You're taking just the right approach, asking the right questions with years to get everything right. Good job.

In addition to the above, read Planet Law School, which has quite a bit in terms of getting ready, and, if I might, my own book Law School: Getting In, Getting Good, Getting the Gold, which takes a more moderate approach. 

In terms of an internship, this is also an excellent approach.  There are two possibilities: finding a job in a firm or law office, usually as an assistant, secretary, or even office runner, or volunteering at an organization of interest.  In the latter, you'll likely have much greater opportunity to see the real world of law practice, but of course these are often unpaid.  Even so, these are well worth it.  A note of caution: these are great for answering some of the basic questions, and in getting valuable professional feedback and references, but be careful in not putting too much of this in your law school applications (for reasons explained in the latter book above).

Good luck!

Thane.

Thane Messinger

  • Sr. Citizen
  • ****
  • Posts: 533
    • View Profile
Re: Prospective Lawyer (Last leg of Senior Year in HS)
« Reply #14 on: May 29, 2010, 02:06:47 AM »
Right now I'm focused on working hard at community college so that I can transfer into a good 4 year college, but there definitely has to be more to that to get into a good law school so I wish to know what.
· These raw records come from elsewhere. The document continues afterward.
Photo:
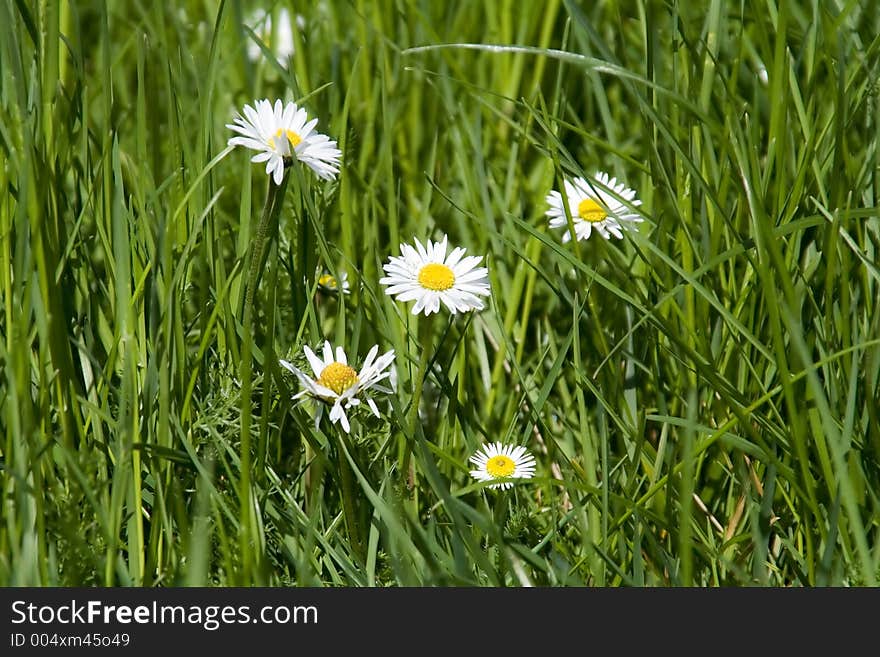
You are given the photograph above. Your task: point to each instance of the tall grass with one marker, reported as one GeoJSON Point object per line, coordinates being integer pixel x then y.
{"type": "Point", "coordinates": [701, 396]}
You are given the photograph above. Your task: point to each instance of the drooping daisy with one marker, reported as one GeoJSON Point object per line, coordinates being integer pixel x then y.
{"type": "Point", "coordinates": [428, 276]}
{"type": "Point", "coordinates": [499, 461]}
{"type": "Point", "coordinates": [281, 134]}
{"type": "Point", "coordinates": [279, 41]}
{"type": "Point", "coordinates": [329, 283]}
{"type": "Point", "coordinates": [599, 203]}
{"type": "Point", "coordinates": [337, 384]}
I'm also interested in joining the JAG Corps in the Marines after law school, so I was wondering if there were any available programs that could help me in that field as well.

Thank you.

As mentioned, LSAT and GPA are critical, so be sure that that focus remains consistent. 
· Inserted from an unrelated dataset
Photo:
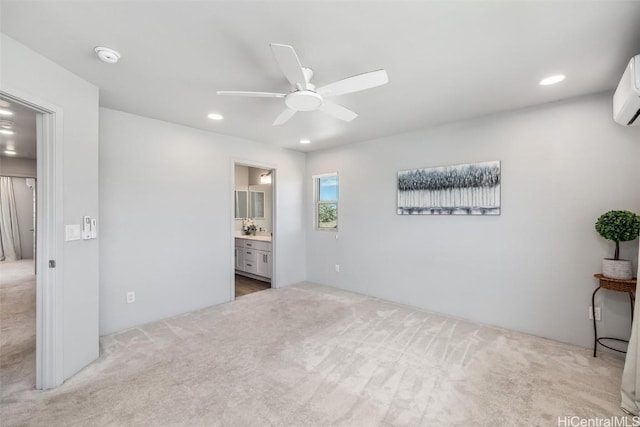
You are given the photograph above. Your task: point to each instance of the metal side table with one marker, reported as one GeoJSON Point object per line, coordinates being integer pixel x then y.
{"type": "Point", "coordinates": [617, 285]}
Also, a career or start as a JAG officer is an excellent approach, especially if aided with ROTC or enlistment scholarships.

cmd758

  • Guest
Re: Prospective Lawyer (Last leg of Senior Year in HS)
« Reply #15 on: May 29, 2010, 02:13:38 AM »
I suggest that you don't major in Political Science. You might change your mind about going to law school and even if you don't, you want to have a useful degree just in case something wouldn't work out or plans would need to change. The Political Science major is basically useless by itself and law schools like to have a diverse student body. I can't advise you about what would be a good major for you because I don't know your strengths, but make sure it allows you to be employable. Sure, with a major in Political Science, you could work for the government after you graduate if you didn't go to law school or if you would have to work and go to law school at night because of financial reasons. However, you wouldn't have any real, useful skills that separate you from any other graduate in any other major. You might have a great breadth of knowledge and understanding, but that doesn't mean you have skills to do a job that pays well. Now, someone with a degree in accounting for example, could go to law school and become a great tax or corporate lawyer or not go to law school and be an accountant or work for the IRS. They have skills that others don't have and that are in demand.
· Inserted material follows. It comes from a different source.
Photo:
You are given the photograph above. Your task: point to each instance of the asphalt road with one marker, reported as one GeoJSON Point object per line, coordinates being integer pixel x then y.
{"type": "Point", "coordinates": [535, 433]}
Also- make sure the major isn't overcrowded (e.g. Communication).

Just a bit of advice. A lot can change in a few years. You want to have backup plans and have a lot of skills that make you valuable. The other people gave you good advice too, but GPA/LSAT scores are the most important things when applying to law school. One final note- a lot of law schools also mention that they consider "the strength of the course of study" alongside your GPA. So I wouldn't plan on taking a bunch of easy classes to boost your GPA. A regular mix of classes is fine. Just go to class, do the homework/reading, and review your notes weekly. Don't cram. It isn't fun and might get you an A on the test, but not every time. The above method will ensure an A if you're dedicated.